De trofische niveaus in regenwouden

Binnen elk ecosysteem is er een voedselweb, een term die verwijst naar het natuurlijke systeem waarin organismen zich met elkaar voeden om te overleven. De plaats van een organisme binnen dat web wordt een trofisch niveau genoemd. Over het algemeen zijn er vier fundamentele trofische niveaus in elk ecosysteem: primaire producenten, primaire consumenten, secundaire consumenten en tertiaire consumenten. Regenwouden zijn ecosystemen die zich in de loop van miljoenen jaren hebben ontwikkeld. De twee belangrijkste soorten regenwouden zijn tropisch en gematigd. Beide hebben vergelijkbare kenmerken, zoals dichte vegetatie en grote hoeveelheden regen, maar het voedselweb van elk bestaat uit verschillende bewoners.

Tropische regenwouden

Deze bossen bevinden zich in hete, vochtige streken nabij de evenaar. Het zomerse groeiseizoen duurt het hele jaar door en de jaarlijkse regenval kan oplopen tot 400 inch. De hoogste bomen torenen op bijna 240 voet boven het bos uit, hoewel de meeste groeien tot ongeveer 30 voet en een dichte, lommerrijke luifel creëren. Kleinere bomen en struiken staan ​​in de schaduw onder het bladerdak, maar het grootste deel van de bosbodem is vrij van struiken. De grond in tropische regenwouden is onvruchtbaar omdat voedingsstoffen snel weer worden aangevuld in het voedselweb.

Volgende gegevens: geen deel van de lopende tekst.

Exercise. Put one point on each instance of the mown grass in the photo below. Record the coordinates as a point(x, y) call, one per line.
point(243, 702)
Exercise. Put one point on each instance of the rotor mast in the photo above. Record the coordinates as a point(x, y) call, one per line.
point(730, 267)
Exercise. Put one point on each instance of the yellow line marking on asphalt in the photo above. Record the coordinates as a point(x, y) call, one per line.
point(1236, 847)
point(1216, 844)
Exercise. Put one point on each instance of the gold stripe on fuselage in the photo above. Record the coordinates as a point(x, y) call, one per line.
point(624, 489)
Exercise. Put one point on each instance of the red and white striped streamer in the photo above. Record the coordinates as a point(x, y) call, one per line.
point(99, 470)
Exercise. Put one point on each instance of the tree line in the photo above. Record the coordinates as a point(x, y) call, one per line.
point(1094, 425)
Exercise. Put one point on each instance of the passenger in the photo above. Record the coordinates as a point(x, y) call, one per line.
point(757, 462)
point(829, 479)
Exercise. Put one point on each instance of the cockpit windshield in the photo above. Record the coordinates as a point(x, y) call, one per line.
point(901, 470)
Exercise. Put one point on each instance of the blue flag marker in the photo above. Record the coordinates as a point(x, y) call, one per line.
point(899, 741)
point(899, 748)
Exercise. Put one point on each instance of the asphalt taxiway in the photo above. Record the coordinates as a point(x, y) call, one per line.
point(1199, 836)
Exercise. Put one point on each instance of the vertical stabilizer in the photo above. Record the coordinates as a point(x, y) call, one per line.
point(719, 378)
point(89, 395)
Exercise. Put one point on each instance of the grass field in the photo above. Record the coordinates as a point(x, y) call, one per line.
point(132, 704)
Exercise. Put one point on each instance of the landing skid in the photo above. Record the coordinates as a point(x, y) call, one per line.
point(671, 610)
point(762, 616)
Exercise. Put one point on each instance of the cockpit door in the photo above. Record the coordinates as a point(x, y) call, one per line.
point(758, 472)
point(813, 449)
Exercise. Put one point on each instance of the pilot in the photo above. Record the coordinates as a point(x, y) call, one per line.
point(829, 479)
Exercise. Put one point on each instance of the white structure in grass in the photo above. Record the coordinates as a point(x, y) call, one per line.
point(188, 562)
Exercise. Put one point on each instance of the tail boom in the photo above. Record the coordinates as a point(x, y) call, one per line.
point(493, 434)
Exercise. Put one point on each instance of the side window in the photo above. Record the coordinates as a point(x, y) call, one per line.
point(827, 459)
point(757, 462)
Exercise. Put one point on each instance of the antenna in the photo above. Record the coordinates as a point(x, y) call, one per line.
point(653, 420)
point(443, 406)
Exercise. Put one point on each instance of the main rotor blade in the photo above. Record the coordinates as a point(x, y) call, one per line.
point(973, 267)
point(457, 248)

Tropische trofische niveaus

Afhankelijk van de locatie van het regenwoud, bestaat het primaire trofische niveau van de producent meestal uit varens, bamboe, mos, palmbomen en andere vegetatie. Primaire consumenten zijn de herbivoren die de producenten opeten. Voorbeelden zijn insecten, spinnen, vissen, papegaaien en kleine knaagdieren. Secundaire consumenten, zoals vleermuizen, amfibieën, sommige reptielen en roofdierinsecten eten de kleine herbivoren. De tertiaire consumenten staan ​​aan de top van het voedselweb en omvatten slangen en vleesetende zoogdieren zoals jaguars.

Gematigde regenwouden

Deze bossen ontvangen ongeveer 100 centimeter regen per jaar en bevinden zich in de buurt van kustlijnen. Ze zijn koeler dan tropische regenwouden en beleven alle vier de seizoenen. Enorme naaldbomen kunnen tot 280 voet groeien. Paddestoelen, mossen, naaldbomen en verschillende grassen zijn verspreid over de bosbodem. In tegenstelling tot hun tropische tegenhangers, hebben gematigde regenwouden een rijke, vruchtbare grond omdat dood organisch materiaal meer tijd nodig heeft om te ontbinden in een koeler klimaat.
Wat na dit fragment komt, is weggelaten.